HOMILIA
Środa, I tygodnia
Wielkiego Postu.
Stwórz, o
Boże, we mnie serce czyste i odnów we mnie moc ducha woła dzisiaj psalmista.
Kto z nas, nie pragnie mieć radości i pokoju w sercu ? Kto, nie chce
doświadczać szczęścia w swoim sercu ? Zapewne, każdy z nas.
Psalmista, nie chce tego czynić samemu. Wie, że sam nie jest w
stanie. Nie prosi o to innego człowieka, ale woła do Boga ! Tylko Bóg, jest w
stanie stworzyć (przemienić) na nowo moje serce. W jaki sposób ? Zapraszając,
nawołując do nawrócenia. Nawrócenia, które nie jest zmianą moralną czynów, ale jest
najpierw zwróceniem serca w stronę Boga.
Bóg przez swoją miłość, chce zmienić najpierw moje serce i sprawić
aby czynienie dobra i miłość, były pragnieniem mojego serca, a nie obowiązkiem
czy nakazem. On chce na nowo, odnowić więź z nami na poziomie serca, wchodząc z
każdym w bliską i zażyłą relacje.
Niniwici, najpierw otworzyli serce na słowo, które Bóg skierował
do nich przez Jonasza. Uwierzyli słowu. Owocem tego były dobre czyny, dobre
życie, które Bóg zobaczył. Jednak to nie dobre życie ich uratowało, ale
posłuszeństwo wiary, którą w ich sercu zrodziło słowo. Bóg stworzył w nich serce czyste, które rodziło czyste
(dobre) życie.
Jezus jest dla nas znakiem Bożej miłości, Bożego miłosierdzia.
Przez Jezusa, Bóg Ojciec, chce budować głęboką więź z każdym z nas.
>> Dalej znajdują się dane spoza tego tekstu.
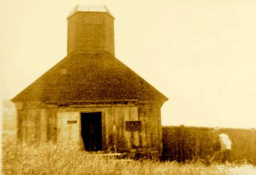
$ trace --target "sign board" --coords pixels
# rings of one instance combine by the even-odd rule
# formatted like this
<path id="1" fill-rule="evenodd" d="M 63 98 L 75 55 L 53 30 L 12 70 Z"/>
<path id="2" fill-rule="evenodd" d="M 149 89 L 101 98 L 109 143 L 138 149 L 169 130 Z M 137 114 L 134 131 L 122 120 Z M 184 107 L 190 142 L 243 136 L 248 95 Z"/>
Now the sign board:
<path id="1" fill-rule="evenodd" d="M 127 121 L 125 122 L 125 129 L 126 131 L 140 131 L 141 130 L 141 122 Z"/>
<path id="2" fill-rule="evenodd" d="M 76 120 L 68 120 L 67 122 L 68 124 L 76 124 L 77 121 Z"/>

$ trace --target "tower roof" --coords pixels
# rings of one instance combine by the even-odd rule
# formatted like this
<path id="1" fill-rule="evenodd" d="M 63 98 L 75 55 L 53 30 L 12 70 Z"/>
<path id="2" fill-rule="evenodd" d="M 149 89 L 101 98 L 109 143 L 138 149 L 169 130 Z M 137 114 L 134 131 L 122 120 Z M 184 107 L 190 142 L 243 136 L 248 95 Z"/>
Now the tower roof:
<path id="1" fill-rule="evenodd" d="M 68 15 L 68 18 L 79 11 L 106 12 L 113 18 L 114 18 L 114 16 L 111 14 L 109 10 L 105 5 L 76 5 Z"/>

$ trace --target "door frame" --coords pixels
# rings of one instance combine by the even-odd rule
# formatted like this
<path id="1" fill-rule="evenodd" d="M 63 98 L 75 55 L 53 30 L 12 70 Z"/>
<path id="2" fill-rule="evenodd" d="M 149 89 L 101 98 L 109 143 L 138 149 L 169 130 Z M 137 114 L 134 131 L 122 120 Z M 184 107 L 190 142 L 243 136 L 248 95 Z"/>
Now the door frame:
<path id="1" fill-rule="evenodd" d="M 101 114 L 101 151 L 106 150 L 106 119 L 105 119 L 105 112 L 104 110 L 99 109 L 90 109 L 90 110 L 82 110 L 79 111 L 80 117 L 80 126 L 79 126 L 79 135 L 80 140 L 80 147 L 81 149 L 84 150 L 84 141 L 82 138 L 81 130 L 82 130 L 82 123 L 81 123 L 81 117 L 82 113 L 100 113 Z"/>

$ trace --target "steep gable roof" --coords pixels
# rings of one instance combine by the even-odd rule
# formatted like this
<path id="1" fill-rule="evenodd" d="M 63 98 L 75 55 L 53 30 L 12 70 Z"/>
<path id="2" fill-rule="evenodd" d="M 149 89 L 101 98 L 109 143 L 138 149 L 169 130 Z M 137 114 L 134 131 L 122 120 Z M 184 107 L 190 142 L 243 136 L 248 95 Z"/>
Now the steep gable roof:
<path id="1" fill-rule="evenodd" d="M 167 98 L 107 53 L 74 53 L 64 58 L 13 101 L 83 101 Z"/>

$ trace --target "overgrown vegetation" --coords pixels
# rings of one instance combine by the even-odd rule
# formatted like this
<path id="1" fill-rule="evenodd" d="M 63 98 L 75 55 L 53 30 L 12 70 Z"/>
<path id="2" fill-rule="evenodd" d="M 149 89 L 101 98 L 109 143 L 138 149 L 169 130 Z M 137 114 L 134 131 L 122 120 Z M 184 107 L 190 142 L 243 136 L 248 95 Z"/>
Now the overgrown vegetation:
<path id="1" fill-rule="evenodd" d="M 163 159 L 183 162 L 192 160 L 207 161 L 214 151 L 216 135 L 212 128 L 166 126 L 163 127 Z M 247 161 L 256 165 L 255 129 L 222 129 L 232 142 L 232 157 L 234 163 Z"/>
<path id="2" fill-rule="evenodd" d="M 4 174 L 253 174 L 250 164 L 123 161 L 57 146 L 3 140 Z"/>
On całym
swoim życiem, słowem, mówi do nas: nawróć się tzn. nie lękaj się zwrócić
swego poranionego grzechem, pogubionego serca do Mnie.
Ojciec Święty, Benedykt XVI mówił: Wiara polega na głębokiej, osobistej relacji z Chrystusem, relacji
opartej na miłości Tego, który nas pierwszy umiłował.
W tej relacji nasze serce jest przemieniane, stwarzane na nowo.
Ks. Jacek G.
MS.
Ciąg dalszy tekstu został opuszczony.